Tidak perlu waktu lama bagi Karin untuk sampai ke tempat itu. Tempatnya menimba ilmu semasa kuliah. Dengan bergegas ia menyambangi sebuah gazebo berukuran cukup besar yang terletak di sudut kiri Lapangan Persahabatan Universitas Wijaya Kusuma Surabaya. Di gazebo itu, kenangan-kenangan indah Karin semasa kuliah tercipta. Tiba-tiba saja ia merasakan dadanya sesak. Air matanya luruh. Mungkin terlalu sakit bagi Karin untuk mengenang semua ini. Ada luka yang menyertai. Luka yang sampai sekarang belum pulih benar. Luka yang membuatnya tak bisa berdamai dengan perasaannya walau waktu banyak berlalu.

“Tempat ini....” Karin menyentuh kayu penyangga gazebo yang sudah mulai pudar catnya. “Di gazebo ini, aku....” Karin tak sanggup melanjutkan kata-latanya. Berkali-kali ia menghalau air matanya yang luruh. Rasanya, air matanya akan segera terkuras kalau ia terlalu lama berdiam di taman ini.

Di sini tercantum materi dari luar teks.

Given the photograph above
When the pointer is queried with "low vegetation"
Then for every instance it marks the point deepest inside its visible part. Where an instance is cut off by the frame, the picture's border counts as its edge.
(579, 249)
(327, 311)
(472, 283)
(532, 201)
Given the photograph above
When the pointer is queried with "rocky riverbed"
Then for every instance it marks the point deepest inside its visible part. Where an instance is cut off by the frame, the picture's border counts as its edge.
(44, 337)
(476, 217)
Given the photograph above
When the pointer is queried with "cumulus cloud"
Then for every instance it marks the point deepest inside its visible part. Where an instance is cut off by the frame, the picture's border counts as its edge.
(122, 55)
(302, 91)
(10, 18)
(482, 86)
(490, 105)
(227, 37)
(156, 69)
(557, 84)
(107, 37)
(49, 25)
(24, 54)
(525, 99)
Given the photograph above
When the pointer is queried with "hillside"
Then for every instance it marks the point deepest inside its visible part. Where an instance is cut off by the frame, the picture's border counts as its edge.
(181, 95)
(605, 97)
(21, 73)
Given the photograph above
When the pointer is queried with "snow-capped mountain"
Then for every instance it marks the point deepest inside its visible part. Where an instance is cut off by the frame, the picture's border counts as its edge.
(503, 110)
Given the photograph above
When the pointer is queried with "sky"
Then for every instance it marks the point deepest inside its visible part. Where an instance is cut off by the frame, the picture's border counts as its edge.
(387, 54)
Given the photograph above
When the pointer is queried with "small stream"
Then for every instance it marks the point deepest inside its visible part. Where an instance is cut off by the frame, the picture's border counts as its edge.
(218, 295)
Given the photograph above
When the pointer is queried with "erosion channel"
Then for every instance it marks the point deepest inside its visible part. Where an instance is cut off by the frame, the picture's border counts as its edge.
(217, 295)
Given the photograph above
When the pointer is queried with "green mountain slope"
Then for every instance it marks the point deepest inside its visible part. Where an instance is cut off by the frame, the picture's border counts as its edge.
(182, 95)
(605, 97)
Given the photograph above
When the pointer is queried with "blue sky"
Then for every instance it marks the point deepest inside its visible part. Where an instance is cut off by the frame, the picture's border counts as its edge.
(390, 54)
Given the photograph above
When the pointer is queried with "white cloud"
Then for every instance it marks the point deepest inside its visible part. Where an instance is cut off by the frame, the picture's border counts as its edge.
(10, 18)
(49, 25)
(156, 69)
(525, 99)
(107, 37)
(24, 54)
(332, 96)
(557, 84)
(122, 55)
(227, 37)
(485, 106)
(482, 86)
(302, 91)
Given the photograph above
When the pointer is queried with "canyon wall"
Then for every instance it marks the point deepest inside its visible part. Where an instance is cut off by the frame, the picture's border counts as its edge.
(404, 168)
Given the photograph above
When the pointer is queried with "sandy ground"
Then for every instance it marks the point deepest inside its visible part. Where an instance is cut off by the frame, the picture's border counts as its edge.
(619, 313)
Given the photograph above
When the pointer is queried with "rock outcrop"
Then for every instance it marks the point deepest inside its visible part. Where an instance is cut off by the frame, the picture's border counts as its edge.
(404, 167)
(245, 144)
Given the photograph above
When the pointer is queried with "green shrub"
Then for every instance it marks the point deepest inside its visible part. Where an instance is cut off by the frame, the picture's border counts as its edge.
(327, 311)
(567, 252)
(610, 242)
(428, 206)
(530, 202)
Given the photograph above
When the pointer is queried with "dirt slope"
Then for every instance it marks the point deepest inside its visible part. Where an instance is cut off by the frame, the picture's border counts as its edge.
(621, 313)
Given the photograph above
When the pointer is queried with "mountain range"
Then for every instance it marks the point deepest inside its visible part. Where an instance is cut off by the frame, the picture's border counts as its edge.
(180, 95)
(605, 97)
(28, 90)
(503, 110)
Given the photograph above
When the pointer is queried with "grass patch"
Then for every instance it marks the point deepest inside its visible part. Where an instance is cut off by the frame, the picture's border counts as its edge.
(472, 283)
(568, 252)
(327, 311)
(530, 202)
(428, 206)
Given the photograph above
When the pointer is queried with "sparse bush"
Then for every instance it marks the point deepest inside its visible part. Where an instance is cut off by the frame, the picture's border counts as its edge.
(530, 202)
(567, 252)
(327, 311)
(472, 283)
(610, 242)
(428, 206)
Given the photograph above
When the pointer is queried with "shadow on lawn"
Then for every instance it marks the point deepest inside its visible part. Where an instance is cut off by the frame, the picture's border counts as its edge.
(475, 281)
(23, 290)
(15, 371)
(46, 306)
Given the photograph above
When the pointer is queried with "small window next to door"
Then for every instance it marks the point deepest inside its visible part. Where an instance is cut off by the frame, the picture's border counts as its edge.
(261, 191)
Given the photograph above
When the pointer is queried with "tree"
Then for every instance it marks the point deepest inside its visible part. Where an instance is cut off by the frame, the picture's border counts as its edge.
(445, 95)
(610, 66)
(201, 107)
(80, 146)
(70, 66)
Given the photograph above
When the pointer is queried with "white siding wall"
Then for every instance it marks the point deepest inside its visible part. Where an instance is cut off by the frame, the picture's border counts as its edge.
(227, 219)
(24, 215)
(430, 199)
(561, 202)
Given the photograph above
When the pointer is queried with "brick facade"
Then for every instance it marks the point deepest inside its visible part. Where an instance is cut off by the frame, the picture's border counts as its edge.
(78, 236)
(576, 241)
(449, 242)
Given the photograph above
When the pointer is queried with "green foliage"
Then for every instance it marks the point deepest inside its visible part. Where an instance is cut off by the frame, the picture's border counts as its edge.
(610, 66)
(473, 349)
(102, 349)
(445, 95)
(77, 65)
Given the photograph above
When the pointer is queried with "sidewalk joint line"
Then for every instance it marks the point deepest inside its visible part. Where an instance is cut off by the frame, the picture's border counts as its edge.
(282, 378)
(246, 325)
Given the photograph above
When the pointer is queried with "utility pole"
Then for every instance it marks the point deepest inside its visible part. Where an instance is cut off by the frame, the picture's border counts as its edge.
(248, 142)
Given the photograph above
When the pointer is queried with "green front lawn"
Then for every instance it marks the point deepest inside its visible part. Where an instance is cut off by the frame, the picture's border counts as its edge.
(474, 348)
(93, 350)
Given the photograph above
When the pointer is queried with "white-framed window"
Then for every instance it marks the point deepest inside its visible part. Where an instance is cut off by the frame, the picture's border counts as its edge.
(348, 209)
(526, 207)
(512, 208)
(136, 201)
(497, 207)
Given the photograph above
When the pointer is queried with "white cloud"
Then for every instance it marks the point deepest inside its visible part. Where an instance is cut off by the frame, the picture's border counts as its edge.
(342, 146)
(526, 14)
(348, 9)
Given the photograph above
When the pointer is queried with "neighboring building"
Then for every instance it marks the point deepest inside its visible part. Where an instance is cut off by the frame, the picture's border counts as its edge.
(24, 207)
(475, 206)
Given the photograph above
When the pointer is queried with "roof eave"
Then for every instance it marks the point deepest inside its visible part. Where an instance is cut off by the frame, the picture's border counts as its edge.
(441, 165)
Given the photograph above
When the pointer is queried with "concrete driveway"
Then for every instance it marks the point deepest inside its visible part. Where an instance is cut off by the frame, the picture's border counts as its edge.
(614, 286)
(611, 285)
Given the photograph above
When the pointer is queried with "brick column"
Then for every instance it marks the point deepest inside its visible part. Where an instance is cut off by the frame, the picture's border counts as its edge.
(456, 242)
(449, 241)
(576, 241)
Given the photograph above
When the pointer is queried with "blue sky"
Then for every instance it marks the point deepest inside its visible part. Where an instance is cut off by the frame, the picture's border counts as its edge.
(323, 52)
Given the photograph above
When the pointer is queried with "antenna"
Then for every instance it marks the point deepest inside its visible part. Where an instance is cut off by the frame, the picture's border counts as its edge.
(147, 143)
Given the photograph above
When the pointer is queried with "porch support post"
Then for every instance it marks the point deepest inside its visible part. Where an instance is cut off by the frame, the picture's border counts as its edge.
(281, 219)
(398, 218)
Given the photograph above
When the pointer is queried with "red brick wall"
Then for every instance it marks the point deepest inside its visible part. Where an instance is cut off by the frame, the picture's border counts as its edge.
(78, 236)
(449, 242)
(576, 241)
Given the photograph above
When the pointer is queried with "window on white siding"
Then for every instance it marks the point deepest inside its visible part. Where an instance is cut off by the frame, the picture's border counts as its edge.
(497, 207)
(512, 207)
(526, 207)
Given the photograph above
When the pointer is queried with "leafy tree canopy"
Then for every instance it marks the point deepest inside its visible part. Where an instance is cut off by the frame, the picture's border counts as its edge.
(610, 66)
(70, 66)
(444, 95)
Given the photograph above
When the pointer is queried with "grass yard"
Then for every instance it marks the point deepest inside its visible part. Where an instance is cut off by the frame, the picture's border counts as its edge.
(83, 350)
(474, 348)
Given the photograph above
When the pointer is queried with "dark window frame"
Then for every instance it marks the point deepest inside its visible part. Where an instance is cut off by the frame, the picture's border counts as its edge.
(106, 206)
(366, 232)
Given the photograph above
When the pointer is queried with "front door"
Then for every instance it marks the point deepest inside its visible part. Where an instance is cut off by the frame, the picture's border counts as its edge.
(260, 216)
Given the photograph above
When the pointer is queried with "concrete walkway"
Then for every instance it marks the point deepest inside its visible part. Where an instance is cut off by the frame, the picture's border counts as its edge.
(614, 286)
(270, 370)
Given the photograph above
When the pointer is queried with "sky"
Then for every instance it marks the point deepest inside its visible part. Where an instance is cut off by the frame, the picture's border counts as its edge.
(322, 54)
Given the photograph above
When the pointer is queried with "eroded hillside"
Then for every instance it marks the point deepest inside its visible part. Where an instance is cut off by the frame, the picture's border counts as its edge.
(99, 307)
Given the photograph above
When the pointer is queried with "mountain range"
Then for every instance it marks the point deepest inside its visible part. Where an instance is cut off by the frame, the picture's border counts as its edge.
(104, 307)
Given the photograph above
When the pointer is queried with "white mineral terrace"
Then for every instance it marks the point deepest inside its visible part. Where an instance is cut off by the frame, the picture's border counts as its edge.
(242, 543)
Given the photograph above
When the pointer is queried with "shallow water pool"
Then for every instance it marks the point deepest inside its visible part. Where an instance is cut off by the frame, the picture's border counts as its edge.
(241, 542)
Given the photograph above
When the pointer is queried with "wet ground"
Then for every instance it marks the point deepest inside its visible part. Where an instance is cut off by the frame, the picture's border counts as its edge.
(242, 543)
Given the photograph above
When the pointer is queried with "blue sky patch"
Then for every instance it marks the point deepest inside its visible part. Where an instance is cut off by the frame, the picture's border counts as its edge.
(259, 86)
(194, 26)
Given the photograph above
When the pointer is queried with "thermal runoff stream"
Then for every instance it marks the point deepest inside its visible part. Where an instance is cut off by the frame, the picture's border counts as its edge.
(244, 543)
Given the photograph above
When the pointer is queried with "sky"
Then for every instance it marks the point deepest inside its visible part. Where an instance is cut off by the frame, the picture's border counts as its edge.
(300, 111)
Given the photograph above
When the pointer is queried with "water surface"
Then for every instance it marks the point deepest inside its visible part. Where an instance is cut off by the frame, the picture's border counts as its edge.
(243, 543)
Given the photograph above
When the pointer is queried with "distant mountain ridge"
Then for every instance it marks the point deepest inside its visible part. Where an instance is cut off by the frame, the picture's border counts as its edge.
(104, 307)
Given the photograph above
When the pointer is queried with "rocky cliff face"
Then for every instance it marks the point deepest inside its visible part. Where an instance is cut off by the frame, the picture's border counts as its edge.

Dengan cepat, Karin berlari meninggalkan gazebo tersebut. Ia pun menghentikan taksi yang kebetulan lewat di depan Universitas Wijaya Kusuma. Namun tanpa sadar, ada sosok yang memperhatikannya dari dalam mobil yang terparkir tak jauh dari kampus itu.

Apa yang sedang dia lakukan di tempat ini? tanyanya dalam hati. Apa yang sedang dia sembunyikan? tanyanya lagi. Dan kali ini penuh rasa penasaran.